“Division superintendents disagree with your assumption that discriminatory and divisive concepts have become widespread in Virginia school divisions,” states the letter from Howard Kiser, executive director of the group, who said he was writing on behalf of the 133 school officials and later said he had not heard “any dissent from superintendents.”
The letter, which was approved by the board but not signed by every member of the group, faults Balow for condemning and discontinuing a slate of racial equity programs “without having involved educators in formulating that position or without having provided evidence to support that position.”
In a written statement, Balow responded that the letter “fails to reflect the good faith efforts” that she and Virginia Education Secretary Aimee Guidera engaged in with the superintendents. “The specific requests listed in the letter are actions that the Secretary and I offered to the superintendents as a way to keep open productive channels of communication that could lead to partnership and ensure we are serving all students in Virginia.”
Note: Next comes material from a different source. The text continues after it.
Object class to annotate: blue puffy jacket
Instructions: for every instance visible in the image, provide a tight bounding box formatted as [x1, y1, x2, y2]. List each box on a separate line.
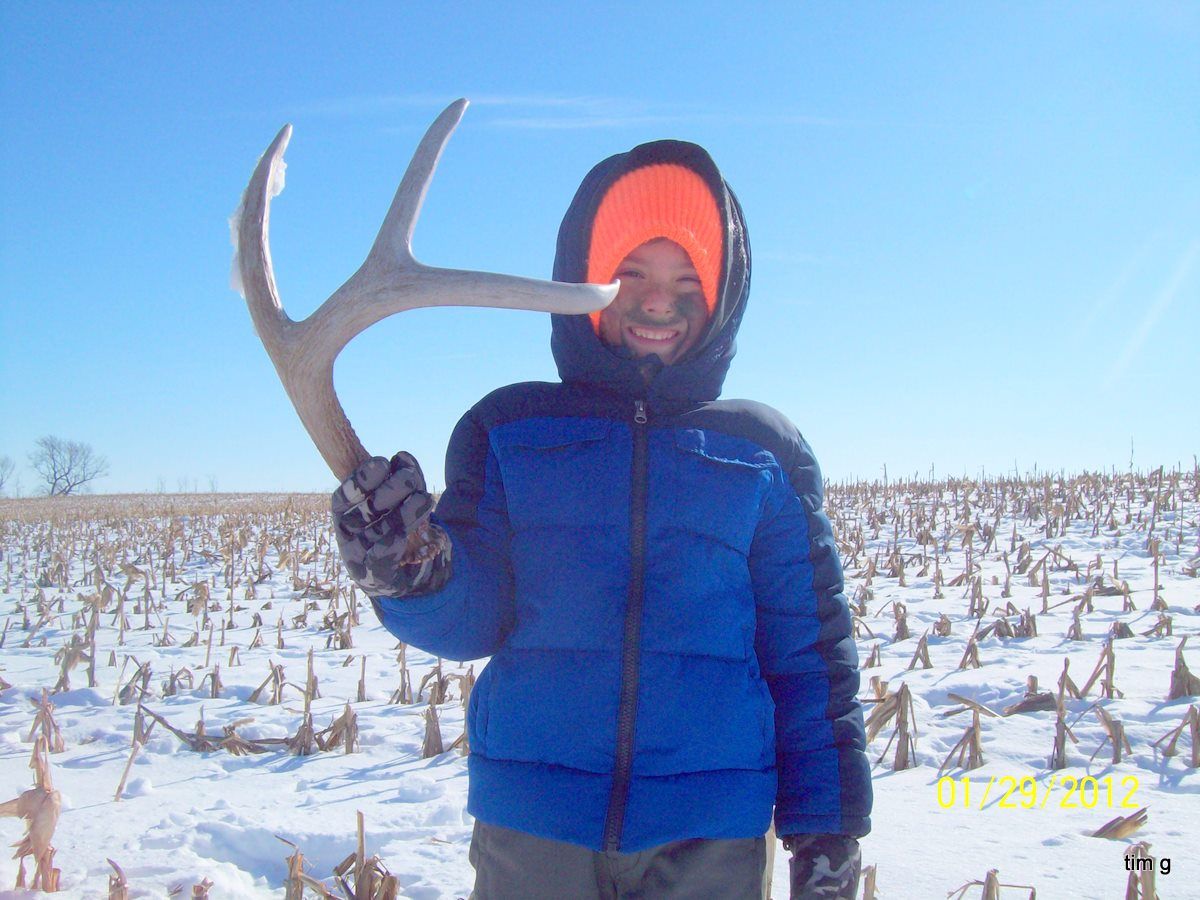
[376, 142, 871, 852]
The superintendents were reacting to an interim report that Balow issued last month aimed at fulfilling promises Youngkin made during the political campaign last year to end the teaching of critical race theory, an academic framework for studying systemic racism. The concept has never been on the Virginia K-12 curriculum, but Youngkin tapped into grievances from conservative parents focused on the issue.
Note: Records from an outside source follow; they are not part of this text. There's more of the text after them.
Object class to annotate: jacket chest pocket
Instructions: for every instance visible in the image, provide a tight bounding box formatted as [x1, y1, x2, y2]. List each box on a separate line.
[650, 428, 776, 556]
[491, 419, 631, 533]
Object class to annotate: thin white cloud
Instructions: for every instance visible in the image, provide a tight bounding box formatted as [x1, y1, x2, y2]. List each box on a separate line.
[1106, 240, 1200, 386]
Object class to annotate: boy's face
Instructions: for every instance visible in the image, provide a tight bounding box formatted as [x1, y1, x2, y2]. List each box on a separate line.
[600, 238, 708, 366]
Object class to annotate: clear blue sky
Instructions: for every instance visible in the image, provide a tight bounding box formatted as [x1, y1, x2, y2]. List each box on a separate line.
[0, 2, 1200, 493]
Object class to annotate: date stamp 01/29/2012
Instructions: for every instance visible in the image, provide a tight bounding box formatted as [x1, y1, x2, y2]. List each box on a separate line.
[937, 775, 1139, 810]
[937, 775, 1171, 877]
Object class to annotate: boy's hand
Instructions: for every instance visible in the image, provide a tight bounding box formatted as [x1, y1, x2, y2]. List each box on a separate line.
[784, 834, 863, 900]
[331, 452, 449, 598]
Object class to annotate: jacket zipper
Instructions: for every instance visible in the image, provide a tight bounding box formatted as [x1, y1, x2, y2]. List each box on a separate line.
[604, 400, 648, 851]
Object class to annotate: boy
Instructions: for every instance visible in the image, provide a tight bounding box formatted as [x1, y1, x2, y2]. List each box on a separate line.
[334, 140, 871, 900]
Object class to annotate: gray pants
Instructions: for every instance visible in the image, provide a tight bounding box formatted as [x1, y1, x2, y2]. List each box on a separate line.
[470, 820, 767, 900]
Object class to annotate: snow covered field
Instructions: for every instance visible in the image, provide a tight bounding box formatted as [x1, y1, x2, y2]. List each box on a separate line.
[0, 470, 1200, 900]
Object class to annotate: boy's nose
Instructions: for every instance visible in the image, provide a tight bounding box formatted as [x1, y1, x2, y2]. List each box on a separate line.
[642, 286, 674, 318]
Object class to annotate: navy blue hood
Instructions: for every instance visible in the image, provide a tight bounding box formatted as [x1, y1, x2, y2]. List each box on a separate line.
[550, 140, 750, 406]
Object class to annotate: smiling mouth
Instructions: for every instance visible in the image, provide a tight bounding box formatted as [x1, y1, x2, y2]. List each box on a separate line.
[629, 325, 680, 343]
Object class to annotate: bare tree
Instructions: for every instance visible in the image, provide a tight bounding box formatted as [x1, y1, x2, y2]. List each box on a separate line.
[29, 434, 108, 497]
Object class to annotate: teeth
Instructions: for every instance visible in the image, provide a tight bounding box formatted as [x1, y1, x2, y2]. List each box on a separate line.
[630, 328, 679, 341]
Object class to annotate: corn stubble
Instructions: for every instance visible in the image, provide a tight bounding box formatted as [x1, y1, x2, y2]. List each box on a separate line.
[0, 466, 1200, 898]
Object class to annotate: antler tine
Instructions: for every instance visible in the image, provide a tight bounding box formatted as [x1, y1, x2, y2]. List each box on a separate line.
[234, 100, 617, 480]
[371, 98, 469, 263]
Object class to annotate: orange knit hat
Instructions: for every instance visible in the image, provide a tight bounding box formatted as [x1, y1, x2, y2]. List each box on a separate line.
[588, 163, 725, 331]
The first executive order Youngkin issued within hours of being inaugurated Jan. 15 was aimed at banning critical race theory. He later announced the establishment of a tip line for parents to tell the state about teachers or principals exposing students to materials deemed objectionable.
The Balow report said it found evidence of critical race theory in training and other resources in the Virginia education system, and it suspended those programs. It also took aim at the concept of “equity,” asserting that the term means all students deserve the same outcome when they should, instead, be offered the same opportunity.
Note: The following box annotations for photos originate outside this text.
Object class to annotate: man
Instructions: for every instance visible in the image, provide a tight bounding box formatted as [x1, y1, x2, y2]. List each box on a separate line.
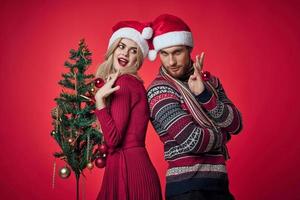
[147, 14, 242, 200]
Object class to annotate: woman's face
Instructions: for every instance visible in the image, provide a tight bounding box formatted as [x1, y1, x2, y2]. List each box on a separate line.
[113, 38, 138, 70]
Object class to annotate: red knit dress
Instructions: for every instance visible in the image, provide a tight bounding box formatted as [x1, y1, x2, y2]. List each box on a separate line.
[95, 75, 162, 200]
The letter pushed back strongly against that concept. “Your use of ‘equitable opportunities’ in lieu of ‘equitable outcomes,’ without considering those factors that impact student achievement in underserved communities, can set public education back many years,” Kiser wrote. “Quality education in Virginia has to be more than providing opportunities and hoping for the best.”
The letter also faulted the Youngkin administration for repeatedly claiming that it is “restoring excellence” to the state’s public education system, saying it’s based on an “inaccurate assessment” that schools are subpar. “Again, by most measures, Virginia ranks near the top and surpasses most states throughout the country,” the letter says.
The letter called on the administration to conduct regular meetings with school division leaders and keep them in the loop on future studies and reports. And the tip line, it said, “impedes positive relationships” and therefore “needs to be terminated.”